= Silvanectes =

Belgic tribe

The Silvanectes (or Sulbanectes) were a small Belgic tribe dwelling around present-day Senlis (Oise) during the Roman period.

== Name ==

=== Attestations ===
They are mentioned as Ulmanectes by Pliny (1st c. AD), as Soubánektoi (Greek: Σουβάνεκτοι) by Ptolemy (2nd c. AD), and as Siluanectas in the Notitia Dignitatum (5th c. AD).

The Silvanectes are also attested under the name Sulbanectes in an inscription, and their capital was mentioned as civitas Sulbanectium in 48 AD.

=== Etymology ===
The etymology of the ethnonym remains unclear. It could be a Latinized form of Gaulish *Seluanecti (from seluā- 'possession, property' > 'herd'; cf. Old Irish selb 'property, possession', Welsh ar helw 'in possession of'), corrupted under the influence of Latin silva ('forest').

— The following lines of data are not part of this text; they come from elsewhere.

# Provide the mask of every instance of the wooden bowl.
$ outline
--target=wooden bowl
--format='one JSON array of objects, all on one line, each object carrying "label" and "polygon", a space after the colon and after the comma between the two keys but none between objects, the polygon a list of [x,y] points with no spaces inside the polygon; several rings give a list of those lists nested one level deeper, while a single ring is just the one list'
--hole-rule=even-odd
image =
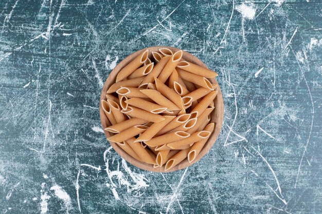
[{"label": "wooden bowl", "polygon": [[[108,119],[105,115],[105,113],[104,113],[104,111],[103,111],[103,109],[101,107],[100,101],[101,100],[106,100],[106,97],[105,96],[105,95],[106,94],[106,91],[109,88],[110,88],[110,87],[115,82],[115,79],[116,78],[116,75],[117,74],[117,73],[119,72],[120,70],[121,70],[122,68],[123,68],[126,65],[127,65],[130,62],[131,62],[132,60],[135,58],[140,53],[142,52],[144,50],[147,49],[149,49],[149,57],[150,59],[153,59],[151,52],[152,51],[158,51],[158,49],[160,48],[168,48],[171,50],[173,52],[177,51],[180,50],[177,48],[166,46],[151,47],[148,48],[140,50],[131,54],[126,59],[123,60],[112,71],[106,81],[105,82],[105,84],[104,84],[104,86],[103,87],[103,89],[102,90],[101,97],[100,98],[99,113],[103,129],[104,129],[108,126]],[[207,66],[206,66],[206,65],[203,64],[202,62],[199,60],[199,59],[186,51],[183,51],[183,58],[188,62],[191,62],[193,63],[199,65],[200,66],[207,68]],[[217,84],[217,81],[214,78],[210,79],[210,81],[212,83]],[[219,134],[220,129],[221,128],[221,126],[222,125],[223,120],[224,118],[224,103],[223,102],[223,97],[222,94],[221,94],[221,91],[220,90],[220,88],[219,86],[216,88],[216,90],[218,91],[218,93],[216,97],[216,99],[214,99],[215,108],[214,110],[211,112],[210,115],[210,122],[214,123],[214,129],[199,154],[198,154],[197,157],[192,162],[189,163],[188,161],[188,159],[186,159],[185,160],[182,161],[176,166],[172,168],[171,169],[167,171],[165,171],[165,164],[164,164],[162,167],[153,168],[153,166],[151,164],[141,162],[134,159],[133,158],[128,154],[128,153],[127,153],[121,148],[120,148],[116,143],[110,142],[111,145],[114,149],[114,150],[116,151],[116,152],[122,158],[125,159],[126,161],[137,167],[148,171],[158,172],[170,172],[182,169],[190,165],[193,164],[194,163],[200,160],[210,149],[210,148],[216,142],[217,137],[218,137],[218,135]],[[104,132],[106,138],[109,138],[113,135],[112,133],[107,131],[104,130]]]}]

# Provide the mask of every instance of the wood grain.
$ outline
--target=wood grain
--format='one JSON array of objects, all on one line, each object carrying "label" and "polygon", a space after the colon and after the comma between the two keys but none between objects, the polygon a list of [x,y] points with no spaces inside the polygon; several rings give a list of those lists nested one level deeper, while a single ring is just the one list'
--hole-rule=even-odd
[{"label": "wood grain", "polygon": [[[160,48],[168,48],[171,50],[173,52],[179,50],[179,49],[177,48],[171,47],[151,47],[149,48],[140,50],[129,55],[128,57],[123,60],[121,62],[120,62],[120,63],[119,63],[114,68],[114,69],[111,72],[111,74],[109,75],[108,79],[105,82],[104,86],[103,87],[103,89],[102,90],[102,93],[101,94],[100,101],[101,100],[106,100],[105,95],[106,94],[106,92],[108,89],[113,83],[115,82],[116,75],[122,68],[126,66],[130,62],[131,62],[133,59],[137,56],[140,53],[144,51],[147,49],[148,49],[149,50],[149,57],[151,59],[152,57],[152,51],[157,51],[158,49]],[[204,68],[207,68],[207,66],[206,66],[206,65],[203,64],[202,62],[201,62],[199,59],[186,51],[183,51],[183,58],[188,62],[191,62],[195,64],[199,65],[200,66],[203,67]],[[216,79],[214,78],[210,79],[210,81],[212,83],[218,84]],[[190,165],[193,164],[194,163],[198,161],[203,157],[204,157],[205,154],[206,154],[210,149],[212,145],[216,142],[216,141],[218,137],[218,135],[219,134],[219,132],[220,132],[220,130],[221,129],[224,117],[224,103],[223,101],[222,95],[220,90],[220,87],[219,86],[217,87],[216,90],[218,91],[218,93],[214,100],[215,109],[212,111],[212,112],[211,112],[210,120],[210,122],[214,123],[214,129],[213,130],[213,132],[211,133],[211,135],[207,141],[207,143],[203,148],[202,150],[201,150],[198,156],[192,163],[189,163],[188,162],[188,160],[185,159],[180,164],[178,164],[174,167],[170,169],[167,171],[165,171],[164,166],[163,166],[162,167],[153,168],[153,166],[151,164],[143,163],[134,159],[129,154],[128,154],[126,152],[124,152],[116,144],[110,142],[111,145],[114,149],[114,150],[127,162],[137,167],[148,171],[158,172],[168,172],[182,169]],[[108,126],[108,124],[109,123],[108,118],[104,113],[103,109],[101,108],[100,105],[99,106],[99,112],[102,126],[103,127],[103,129],[104,129]],[[104,130],[104,132],[106,138],[109,138],[112,135],[112,133],[107,131]]]}]

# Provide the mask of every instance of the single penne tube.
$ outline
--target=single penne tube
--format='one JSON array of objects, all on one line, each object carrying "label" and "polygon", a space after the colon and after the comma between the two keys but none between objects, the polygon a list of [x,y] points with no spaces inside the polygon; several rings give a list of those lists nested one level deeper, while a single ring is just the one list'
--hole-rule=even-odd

The city of Senlis, attested ca. 400 AD as civitas Silvanectum ('civitas of the Silvanectes', Sinleti in the 6th c., Senliz in 1211) is named after the Gallic tribe.

== Geography ==
The Silvanectes dwelled southwest of the Suessionnes, near the Meldi and the Bellovaci. Their small territory, a depression surrounded by wooded heights, could be easily dominated by the more powerful Bellovaci, to which they were probably tributary.